Which should you choose?

That answer depends on how you ultimately plan to structure your business (or businesses) and how you’d like payroll handled across the board. For example, if you have multiple businesses (or Child LLCs) under a common Umbrella/Parent LLC, you may want the Child LLCs to make individual S-Corp elections so that the payroll is separated for each line of business. Alternatively, you may want to consolidate payroll under the Parent LLC. You may also have state-specific workers’ compensation, unemployment insurance, and other state-level tax requirements that might require you to choose the Child LLC as the entity to make the S-Corp election.

This can get complicated quickly, so it’s important to get a sense for what your options are and what unique issues you might be facing in such a decision. We highly recommend scheduling a tax attorney consultation to come up with a solution that’s tailored to your needs. We’re happy to converse with both you and your CPA in a conference call, to help you implement a tax structure your CPA understands and supports. Please note we charge extra for our tax attorney consult, and that it is not included in the base price of an Anonymous LLC or LLC Formation (the consult is an option, however, you can include in your purchase).


  1. Hi Ian,

    Regarding ” Alternatively, you may want to consolidate payroll under the Parent LLC. ”

    How does this apply if the Parent LLC is for Anonymity as the Management company and the Child LLC is the Operating company and no funds or taxes are actually getting passed through the Parent/Management LLC?

    see the following article for this except:
    “In this scenario, the Anonymous LLC is a management company, not a holding company. As a management company, NO REVENUE passes through the Anonymous LLC at all. This means no taxes, profits or losses to worry about. All such concerns happen at the child level.”

    1. Hi, Stacey —

      Thank you for your question. There may be some confusion with respect to how funds are supposed to move up and down the ownership chain. With an anonymous parent-child LLC structure, funds should move into the parent company if, for example, you’re looking to take an ownership draw/distribution of the profits made by the child company.

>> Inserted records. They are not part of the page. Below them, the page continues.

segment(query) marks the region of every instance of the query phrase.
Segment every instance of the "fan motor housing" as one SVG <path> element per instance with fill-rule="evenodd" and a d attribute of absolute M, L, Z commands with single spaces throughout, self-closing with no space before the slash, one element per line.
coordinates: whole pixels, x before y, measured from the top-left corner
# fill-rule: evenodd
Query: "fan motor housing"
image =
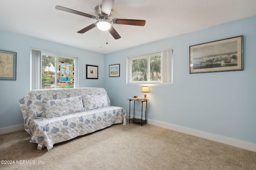
<path fill-rule="evenodd" d="M 113 14 L 113 11 L 111 10 L 111 12 L 110 12 L 110 14 L 109 16 L 105 15 L 102 14 L 102 12 L 101 6 L 101 5 L 99 5 L 98 6 L 96 6 L 96 7 L 94 8 L 94 12 L 96 14 L 96 19 L 98 20 L 101 19 L 110 20 L 111 19 L 110 16 Z"/>

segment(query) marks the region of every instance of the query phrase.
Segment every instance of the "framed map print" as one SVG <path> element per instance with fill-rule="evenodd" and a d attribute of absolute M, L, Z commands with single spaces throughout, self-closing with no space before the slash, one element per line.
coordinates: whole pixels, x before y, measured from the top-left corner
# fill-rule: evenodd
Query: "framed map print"
<path fill-rule="evenodd" d="M 17 53 L 0 50 L 0 80 L 16 80 Z"/>

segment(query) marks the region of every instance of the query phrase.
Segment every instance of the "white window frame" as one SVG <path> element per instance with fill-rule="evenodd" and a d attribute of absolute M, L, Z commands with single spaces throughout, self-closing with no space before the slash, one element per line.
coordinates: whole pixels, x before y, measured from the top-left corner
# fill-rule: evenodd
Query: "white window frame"
<path fill-rule="evenodd" d="M 57 78 L 58 76 L 57 75 L 57 73 L 58 71 L 58 66 L 59 65 L 59 63 L 58 63 L 58 61 L 56 59 L 58 57 L 65 58 L 66 59 L 72 59 L 74 60 L 74 79 L 75 81 L 74 82 L 74 88 L 78 88 L 78 58 L 77 56 L 74 55 L 66 55 L 62 54 L 60 53 L 56 53 L 52 51 L 49 51 L 45 50 L 40 50 L 38 49 L 31 48 L 31 51 L 32 50 L 35 50 L 41 51 L 41 56 L 40 59 L 40 62 L 38 61 L 38 64 L 34 68 L 32 68 L 32 66 L 33 64 L 32 57 L 33 57 L 32 56 L 32 52 L 30 57 L 30 90 L 39 90 L 42 89 L 42 56 L 43 55 L 48 55 L 51 57 L 55 57 L 55 72 L 56 75 L 55 76 L 55 88 L 57 88 L 58 87 L 57 84 L 58 82 L 57 82 Z M 33 72 L 36 72 L 37 73 L 32 74 Z M 34 83 L 33 83 L 34 82 Z M 33 84 L 33 83 L 36 83 L 36 85 Z"/>
<path fill-rule="evenodd" d="M 163 58 L 163 52 L 170 51 L 168 59 L 168 62 L 165 61 L 164 64 L 162 64 L 162 61 L 164 61 Z M 172 74 L 173 74 L 173 57 L 172 57 L 172 49 L 165 49 L 158 51 L 149 53 L 146 54 L 143 54 L 139 55 L 137 55 L 133 56 L 128 57 L 126 58 L 126 84 L 172 84 Z M 149 61 L 149 58 L 152 57 L 156 56 L 161 56 L 161 80 L 159 81 L 151 81 L 150 80 L 150 62 Z M 147 77 L 148 80 L 147 81 L 132 81 L 132 61 L 134 60 L 142 59 L 143 58 L 147 58 Z M 165 70 L 164 69 L 166 68 L 164 68 L 166 67 L 168 68 L 168 70 Z M 167 71 L 167 72 L 166 72 Z M 167 72 L 169 80 L 167 81 L 167 82 L 165 82 L 165 80 L 163 80 L 162 76 L 162 73 L 165 72 Z"/>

You shouldn’t transfer them directly from the child company to yourself (with the exception being in the event you’re paid a salary directly by the child company — assuming that the child company is taxed as a corporation, which is the only valid way for you to receive W-2 income from your own company).

      All that said, with respect to payroll, we talk about “consolidating payroll under the Parent LLC” if you have multiple child LLCs under a common parent company and if those LLCs share employees. Consolidating under the parent company makes it so that you don’t have to have these people separately employed by multiple LLCs. That said, you cannot consolidate payroll under a parent company if the parent company is in a state other than the state in which you’re operating and employing people. For example, if you have a New Mexico parent company and a Texas child company, with all your employees based in Texas, you cannot have those folks employed by the New Mexico company. To do so would ultimately require you to qualify your New Mexico parent company as a foreign LLC in the state of Texas, negating all anonymity.

      In the rare situations where you have multiple child LLCs that share employees and you want to consolidate payroll under a common parent, the best approach is to form a mid-level LLC in the state you’re operating in. To reuse the example above: if you are based in Texas and have multiple Texas LLCs that share employees, you would have (i) an anonymous parent LLC in the State of New Mexico, (ii) a mid-level Texas LLC directly beneath it to serve as a local (within Texas) holding company, and (iii) the various operating LLCs beneath that mid-level Texas holding company. Your Texas-based employees would be employed by the mid-level Texas holding company, which would be fully qualified to do business in Texas without compromising your anonymity.

      I hope this helped to clarify the concepts. We’re always happy to discuss your situation in more detail through a Business Attorney Consultation. Thank you again for your question!